5. Succinil-CoA sintetasa (De Succinil-CoA a succinato).
6. Succinato deshidrogenasa (De succinato a fumarato): La parte final del ciclo consiste en la reorganización de moléculas a cuatro átomos de carbono hasta la regeneración del oxalacetato. Para que eso sea posible, el grupo metilo presente en el succinato tiene que convertirse en un carbonilo. Como ocurre en otras rutas, por ejemplo en la beta oxidación de los ácidos grasos, tal conversión ocurre mediante tres pasos: una primera oxidación, una hidratación y una segunda oxidación.

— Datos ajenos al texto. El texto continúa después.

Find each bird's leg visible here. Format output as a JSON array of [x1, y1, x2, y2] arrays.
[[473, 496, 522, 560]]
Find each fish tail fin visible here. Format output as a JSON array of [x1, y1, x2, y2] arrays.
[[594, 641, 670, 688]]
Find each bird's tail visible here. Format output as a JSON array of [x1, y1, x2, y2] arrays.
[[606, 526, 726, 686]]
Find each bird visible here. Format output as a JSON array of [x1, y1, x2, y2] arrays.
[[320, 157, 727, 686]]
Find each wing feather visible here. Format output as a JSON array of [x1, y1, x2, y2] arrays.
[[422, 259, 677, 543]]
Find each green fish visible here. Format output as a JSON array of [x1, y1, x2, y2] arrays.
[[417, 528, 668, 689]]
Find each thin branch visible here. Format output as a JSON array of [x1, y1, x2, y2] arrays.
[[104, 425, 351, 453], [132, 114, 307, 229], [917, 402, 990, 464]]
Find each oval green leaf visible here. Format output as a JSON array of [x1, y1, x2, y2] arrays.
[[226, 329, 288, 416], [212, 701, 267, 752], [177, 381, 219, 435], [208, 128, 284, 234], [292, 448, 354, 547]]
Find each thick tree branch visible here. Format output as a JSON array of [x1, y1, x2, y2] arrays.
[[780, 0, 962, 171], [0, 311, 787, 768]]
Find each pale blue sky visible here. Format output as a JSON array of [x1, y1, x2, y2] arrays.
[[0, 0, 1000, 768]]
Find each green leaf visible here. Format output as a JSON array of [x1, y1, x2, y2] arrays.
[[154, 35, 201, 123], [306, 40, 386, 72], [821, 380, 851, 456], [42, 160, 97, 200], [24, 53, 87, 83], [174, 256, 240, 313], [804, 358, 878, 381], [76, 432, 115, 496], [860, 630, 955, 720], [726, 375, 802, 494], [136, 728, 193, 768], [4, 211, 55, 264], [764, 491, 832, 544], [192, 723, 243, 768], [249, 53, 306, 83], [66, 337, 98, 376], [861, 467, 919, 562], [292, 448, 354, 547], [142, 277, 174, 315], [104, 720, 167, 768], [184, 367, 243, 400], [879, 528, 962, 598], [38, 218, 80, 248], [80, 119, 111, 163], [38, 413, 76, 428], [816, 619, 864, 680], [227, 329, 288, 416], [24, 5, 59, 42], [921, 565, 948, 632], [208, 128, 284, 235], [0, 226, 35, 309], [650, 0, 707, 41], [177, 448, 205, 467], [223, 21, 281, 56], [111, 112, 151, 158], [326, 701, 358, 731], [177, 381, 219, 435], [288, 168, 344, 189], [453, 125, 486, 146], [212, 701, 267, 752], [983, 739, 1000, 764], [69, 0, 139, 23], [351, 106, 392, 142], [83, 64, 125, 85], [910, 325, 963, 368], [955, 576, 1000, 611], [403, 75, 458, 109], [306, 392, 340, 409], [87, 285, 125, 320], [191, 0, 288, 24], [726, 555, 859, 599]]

Estos tres pasos, además de regenerar oxalacetato, permiten la extracción ulterior de energía mediante la formación de FADH₂ y NADH.
7. Fumarasa (De fumarato a L-malato): La fumarasa cataliza la adición en trans de un protón y un grupo OH^– procedentes de una molécula de agua.
8. Malato deshidrogenasa (De L-malato a oxalacetato): La última reacción del ciclo de Krebs consiste en la oxidación del malato a oxalacetato. La reacción, catalizada por la malato deshidrogenasa.

Regulación del ciclo:

• Principalmente por la disponibilidad de sustratos.
• Relación de NADH/NAD⁺.
• Regulación alostérica sobre: citrato sintasa, isocitrato deshidrogenasa y alfa-cetoglutarato deshidrogenasa.